Operasyon dönüşünde askerlerinin dost canlısı bir ülkeye iniş yaptığını belirten ancak ülkeyi açıklamayan Trump Türkiye, Rusya, Irak ve Suriye’ye tekraren teşekkür etti. Milli Savunma Bakanlığı, Türkiye’nin bilgilendirildiğini Trump’tan önce açıklarken Başkan Trump, Türk hava sahasının da kullanıldığı belirterek şu ifadeleri kullandı: “Türkiye ile bunu konuştuk. Nereye gittiğimizi biliyorlardı. (Onlara ait) Hava sahasında da uçtuk. Onlar (Türkiye) harikaydı, hiç sorun olmadı.” Türkiye’ye ilişkin ifadelerinin yanı sıra dönüş yolunda 70 dakikalık uçuş olduğunu belirten Trump’ın tabirine göre iki askeri üs ön plana çıktı: İncirlik ve (İngilizlere ait Güney Kıbrıs’taki) Akrotiri Hava Üssü. Operasyona giden birliklerin ise Erbil’den gittiği değerlendiriliyor. Irak’tan İdlib’e doğru gerçekleştirilen uçuşun ardından yakıt ikmali dolayısıyla en yakın dost ülkede bir üsse iniş yaptıkları tahmin edilebilir. Bu minvalde yukarıda bahsi geçen iki üs içerisinde İngiliz üssü en muhtemel seçenek olarak görünüyor.

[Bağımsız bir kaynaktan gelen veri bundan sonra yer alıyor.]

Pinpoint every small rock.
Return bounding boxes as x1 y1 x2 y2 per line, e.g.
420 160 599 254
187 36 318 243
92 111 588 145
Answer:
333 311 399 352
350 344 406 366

Trump basın açıklaması sırasında “orada yaklaşık 2 saat kaldık. Misyon tamamlandıktan sonra, baskında çok hassas bilgiler ve materyal ele geçirdik” dedi. Ayrıca DEAŞ’ın doğuşu ve gelecek planlarına dair bilgiler edindik ifadelerini kullanarak operasyonda Bağdadi’nin öldürülmesinin ötesinde hassas bilgilerin de ele geçirildiğini duyurmuş oldu. Söz konusu belgelerin önümüzdeki günlerde DEAŞ ile mücadeleye nasıl etki edeceği ve DEAŞ karşıtı koalisyon ile paylaşılıp paylaşılmayacağı önem arz etmektedir.
Ayrıca Ebubekir Bağdadi’nin rejim ve SDG/PKK bölgesindeki yüzlerce kilometrelik hat üzerinden Doğu Suriye’den İdlib’e nasıl gelebildiği de sorgulanması gereken bir husus olarak ön plana çıkmaktadır.